Extra invalidation of anti-gun-control focus includes the statement that if more states passed mandatory sentencing laws for offenders who use firearms in the commission of crimes, crime would be unaffected in light of the fact that in the past such laws have failed to cut crime. Gun-control advocates believe that if more states had waiting longer periods and stricter background checks, they would not introduce a police state, pointing to the fact that in spite of Congress passing the Brady Bill in 1994, it has yet to set off a chain of further advances prompting the establishment of a police state and that there is essentially no coherent reason to surmise those waiting periods will cause the rise of a police state CITATION htt1 l 1033 (htt1).
A noteworthy inquiry is whether or not gun-control laws reduce crime. Up to this point, handgun bans have not succeeded in having any significant effect on homicide rates in view of the extensive number of handguns available for use preceding the bans. Endeavors to ban the fabrication and importation of handguns have fizzled in light of the fact that they invigorate the beginning of a black market for firearms like the black market for drugs. Laws designed to keep handguns out of the hands of lawbreakers, adolescents, and mentally disturbed individuals have not been successful at reducing crime because criminals either have firearms already, can steal them, or buy them illegally. Waiting periods and background checks have prevented a few lawbreakers and adolescents from getting firearms, however, it hasn’t stopped them from stealing them or buying them illegally through the black market.
Taking weapons away from criminals is a good idea, if it would actually work. The best example of this approach is from the mid-1990s.
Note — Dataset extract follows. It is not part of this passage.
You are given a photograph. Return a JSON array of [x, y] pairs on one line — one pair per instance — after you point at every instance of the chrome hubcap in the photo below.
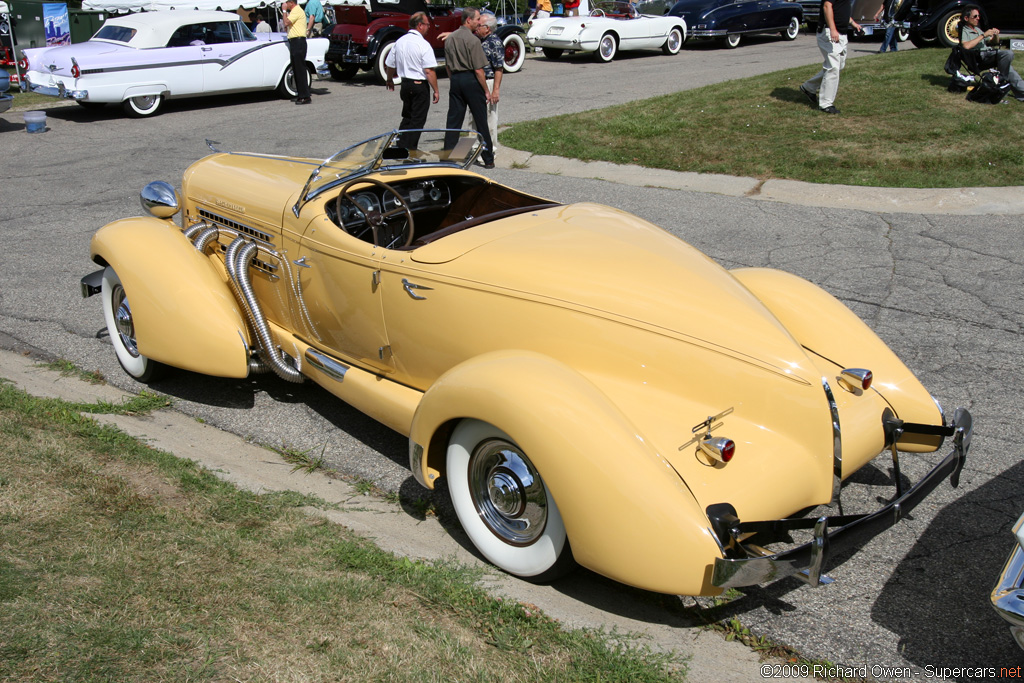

Kansas City police officers made proactive arrests for illegally carrying concealed weapons, in gun-crime problem areas, through the use of traffic stops and field interrogations. This significantly reduced gun crimes in the city and is potentially a sustainable pattern for others to follow CITATION Law95 l 1033 (Sherman).
BIBLIOGRAPHY n.d. https://www.history.com/this-day-in-history/brady-bill-signed-into-law.
Sherman, Lawrence W. “Kansas City Gun Experiment.” National Institute of Justice (1995).